This is the second part of a two-part series. Read part one here.
All too often, the defense given for why women earn less than men is because of the choices they make in their careers. But to tackle the issue, we need to address as a society why women make those choices. In many instances, we see caring responsibilities and part-time roles shared unequally, resulting in women pushed into lower-paid, flexible roles or self-employment after childbirth, frequently referred to as the “motherhood penalty.”
A quick spin through previous industrial revolutions reveals how the role of the family and gender roles came about, starting with traditional, agricultural societies where families worked together as a unit of production. Women and men could parent together while also playing a role in producing food or goods needed for household income. During the First Industrial Revolution, men, women and children transferred to working in cities and factories, but with the introduction of heavy machinery, these places became unsafe for children. Men’s greater physical strength gave them a productivity advantage over women, resulting in higher wages, and leaving women to take care of the home and family while experiencing a declining economic role.
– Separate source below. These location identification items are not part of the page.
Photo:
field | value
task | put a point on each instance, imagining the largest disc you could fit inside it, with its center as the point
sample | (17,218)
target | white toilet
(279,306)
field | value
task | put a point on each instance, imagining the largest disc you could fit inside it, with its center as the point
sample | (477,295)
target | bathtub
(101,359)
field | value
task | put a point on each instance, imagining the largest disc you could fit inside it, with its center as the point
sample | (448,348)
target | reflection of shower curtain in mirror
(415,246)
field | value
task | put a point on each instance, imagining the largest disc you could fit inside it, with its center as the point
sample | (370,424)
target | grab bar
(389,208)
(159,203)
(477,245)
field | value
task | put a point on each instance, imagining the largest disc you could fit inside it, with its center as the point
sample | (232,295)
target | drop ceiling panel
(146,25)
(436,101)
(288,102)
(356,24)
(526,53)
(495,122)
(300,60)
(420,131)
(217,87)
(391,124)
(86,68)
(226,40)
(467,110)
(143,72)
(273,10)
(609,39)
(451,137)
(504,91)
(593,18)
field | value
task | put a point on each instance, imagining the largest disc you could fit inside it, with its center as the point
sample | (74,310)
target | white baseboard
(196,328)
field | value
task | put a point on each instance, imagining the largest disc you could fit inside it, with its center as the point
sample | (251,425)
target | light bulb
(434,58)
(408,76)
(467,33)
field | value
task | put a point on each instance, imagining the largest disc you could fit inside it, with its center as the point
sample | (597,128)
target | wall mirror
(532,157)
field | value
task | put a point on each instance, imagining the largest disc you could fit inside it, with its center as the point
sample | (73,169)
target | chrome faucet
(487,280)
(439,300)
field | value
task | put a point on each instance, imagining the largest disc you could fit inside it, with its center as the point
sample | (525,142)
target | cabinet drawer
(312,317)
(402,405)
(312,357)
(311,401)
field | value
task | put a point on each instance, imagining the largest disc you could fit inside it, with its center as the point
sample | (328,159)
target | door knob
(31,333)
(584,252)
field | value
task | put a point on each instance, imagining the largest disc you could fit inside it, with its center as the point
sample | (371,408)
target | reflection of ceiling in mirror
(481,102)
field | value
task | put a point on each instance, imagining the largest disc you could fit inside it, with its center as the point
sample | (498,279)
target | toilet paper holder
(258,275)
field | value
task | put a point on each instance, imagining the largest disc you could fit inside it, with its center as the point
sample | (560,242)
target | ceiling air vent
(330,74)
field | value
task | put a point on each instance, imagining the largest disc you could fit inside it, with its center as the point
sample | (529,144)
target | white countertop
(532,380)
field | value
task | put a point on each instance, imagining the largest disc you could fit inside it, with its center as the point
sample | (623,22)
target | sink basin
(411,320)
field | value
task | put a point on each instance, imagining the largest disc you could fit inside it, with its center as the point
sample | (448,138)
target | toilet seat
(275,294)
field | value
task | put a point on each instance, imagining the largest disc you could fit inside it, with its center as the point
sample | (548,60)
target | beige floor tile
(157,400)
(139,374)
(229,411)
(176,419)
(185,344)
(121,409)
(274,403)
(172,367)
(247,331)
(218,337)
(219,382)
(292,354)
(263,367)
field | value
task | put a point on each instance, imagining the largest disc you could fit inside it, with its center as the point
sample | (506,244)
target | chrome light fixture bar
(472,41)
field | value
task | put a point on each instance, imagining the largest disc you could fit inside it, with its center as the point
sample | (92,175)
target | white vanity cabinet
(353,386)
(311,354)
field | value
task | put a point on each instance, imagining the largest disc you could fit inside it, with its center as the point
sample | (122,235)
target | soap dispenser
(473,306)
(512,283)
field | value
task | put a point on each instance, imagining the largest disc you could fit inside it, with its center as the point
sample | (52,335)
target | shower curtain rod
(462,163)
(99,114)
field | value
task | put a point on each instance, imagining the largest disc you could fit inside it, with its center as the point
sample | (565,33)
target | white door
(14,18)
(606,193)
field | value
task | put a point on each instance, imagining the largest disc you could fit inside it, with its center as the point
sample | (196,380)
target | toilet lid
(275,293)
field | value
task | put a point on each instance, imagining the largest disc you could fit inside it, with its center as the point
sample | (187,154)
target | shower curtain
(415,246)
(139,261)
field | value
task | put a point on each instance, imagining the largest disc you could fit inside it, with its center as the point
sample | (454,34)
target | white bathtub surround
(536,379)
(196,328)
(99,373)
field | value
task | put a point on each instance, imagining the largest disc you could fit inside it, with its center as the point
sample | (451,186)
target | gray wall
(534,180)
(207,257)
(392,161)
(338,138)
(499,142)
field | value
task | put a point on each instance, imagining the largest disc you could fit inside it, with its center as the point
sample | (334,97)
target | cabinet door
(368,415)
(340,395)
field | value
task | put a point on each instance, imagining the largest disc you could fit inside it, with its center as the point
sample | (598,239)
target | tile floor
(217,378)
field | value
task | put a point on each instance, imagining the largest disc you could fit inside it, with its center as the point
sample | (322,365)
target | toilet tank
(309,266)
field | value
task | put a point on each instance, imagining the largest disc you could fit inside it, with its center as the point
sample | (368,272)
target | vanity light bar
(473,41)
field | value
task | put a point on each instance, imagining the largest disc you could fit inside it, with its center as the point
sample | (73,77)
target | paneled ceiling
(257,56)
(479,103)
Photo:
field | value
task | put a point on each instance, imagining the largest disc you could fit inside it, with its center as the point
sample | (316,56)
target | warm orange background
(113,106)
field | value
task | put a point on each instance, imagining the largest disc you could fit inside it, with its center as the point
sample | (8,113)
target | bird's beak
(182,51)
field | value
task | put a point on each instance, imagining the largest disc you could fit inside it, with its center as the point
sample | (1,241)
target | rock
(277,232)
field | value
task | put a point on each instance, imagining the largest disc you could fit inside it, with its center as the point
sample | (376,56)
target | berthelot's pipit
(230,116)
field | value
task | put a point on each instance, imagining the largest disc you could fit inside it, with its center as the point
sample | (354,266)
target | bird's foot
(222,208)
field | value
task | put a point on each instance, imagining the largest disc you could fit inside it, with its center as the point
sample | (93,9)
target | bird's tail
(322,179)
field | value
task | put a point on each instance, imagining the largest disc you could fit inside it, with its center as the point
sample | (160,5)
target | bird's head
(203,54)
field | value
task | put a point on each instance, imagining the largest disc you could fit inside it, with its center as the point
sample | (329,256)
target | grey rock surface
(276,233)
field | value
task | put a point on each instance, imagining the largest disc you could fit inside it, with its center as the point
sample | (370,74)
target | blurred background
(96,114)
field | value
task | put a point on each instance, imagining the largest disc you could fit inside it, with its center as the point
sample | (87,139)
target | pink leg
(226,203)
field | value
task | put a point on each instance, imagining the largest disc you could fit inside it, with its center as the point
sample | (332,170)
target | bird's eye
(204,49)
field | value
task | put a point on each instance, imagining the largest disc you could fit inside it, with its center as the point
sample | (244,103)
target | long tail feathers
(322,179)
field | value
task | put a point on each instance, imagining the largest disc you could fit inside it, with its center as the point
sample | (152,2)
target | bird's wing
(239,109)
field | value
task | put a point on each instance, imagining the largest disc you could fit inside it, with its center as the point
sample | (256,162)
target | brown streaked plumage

Today, new technologies are making it easier for employers to accede to requests for flexible working and opening opportunities for remote working. But that alone does not provide the flexibility women (and men) need to balance ambition with caring responsibilities.
Firstly, opportunities to work from home some or all of the time are not enough if expectations of very long total hours of work are maintained. A study by Hilbrecht and Lerob, “Self-employment and family life: constructing work-life balance when you are always on,” observed that while technology can help facilitate home-based working, to date this has primarily benefitted higher-status, male occupations, while female self-employed teleworkers experience a higher risk of work-life spillover.
Though technology can provide the tools to facilitate flexible working to fit around caring responsibilities, it has also made it easier to work 24/7 and create “always-on employees.” Perhaps we need to rethink jobs or working hour norms so they are more human-sized. Changing views of long working hours as a proxy for hard work and commitment might help with the labor productivity and employee engagement issues we are currently experiencing. This leads some to question whether a growing well-being industry is a band-aid for the real problem of unrealistic expectations of working hours.
If we can shape work that allows for real work-life balance around caring responsibilities, men would also benefit. Some research revealed that many Millennial men are looking for equality at home as well — they want to be active fathers as well as at work, to be flexible and to take time out. Embracing this could help to normalize the dual roles of caregivers and earners in households and address gender stereotyping. Thus, creating quality flexible jobs that allow women and men to balance ambition with caring responsibilities must be the aim.
Overcoming Occupational Segregation
Another reason cited for gender pay gaps is occupational segregation, with a historical tendency for women to take on low-paid work sometimes referred to as the 5 Cs: cleaning, catering, cashiering (retail), clerical work and caring.
The World Economic Forum 2016 report, “The Future of Jobs,” highlights that as 4IR takes hold in different industries and job families, it will affect female and male workers in distinct ways. Looking from a sector basis, job families expecting the highest employment growth include architecture, engineering, computer science and mathematics, which currently have some of the lowest female participation rates. Women may also be considered more vulnerable due to their concentration in lower-skilled or routinized jobs that may be more easily automated. By extrapolating from the current pattern of gender segregation, it’s predicted that this will result in a net job loss for women, with 3 million job losses and only 0.55 million gains — more than five jobs lost for every job gained, while men will face nearly 4 million job losses and 1.4 million gains, approximately three jobs lost for every job gained. Clearly, we need to break down those patterns of gender segregation to buck these predicted trends.
Perhaps most fundamentally of all, we can expect the gender pay gap to persist as long as employers’ and employees’ ideas about gender norms and occupations continue, including stereotypes about men and women’s capabilities and skills and the culture associated with different types of work. But as the war for talent rages on, we know people are an increasingly valuable asset. Successful businesses will be those that can reskill their employees in order to deploy the technology of the 4IR. This may well be the antithesis of the First Industrial Revolution, where physical strength became more highly valued. In an economy based less on capital than talent, women are more likely to be treated as equals to foster an environment where there are fewer obstacles to talent acquisition and retention.
Technological disruption in the 4IR will bring many opportunities and benefits at global, national and organizational levels, but technology alone won’t be the cure-all. We need clear, ethical goals to build a society based on cooperation that benefits everyone. Rethinking working time, family time and personal time, reassessing the gender division of labor and reviewing the rate of female participation and progression across our workforce will all help to build a culture that supports the increasingly diverse and multi-generational workforce that is emerging.
Only then can we hope to close the gender pay divide.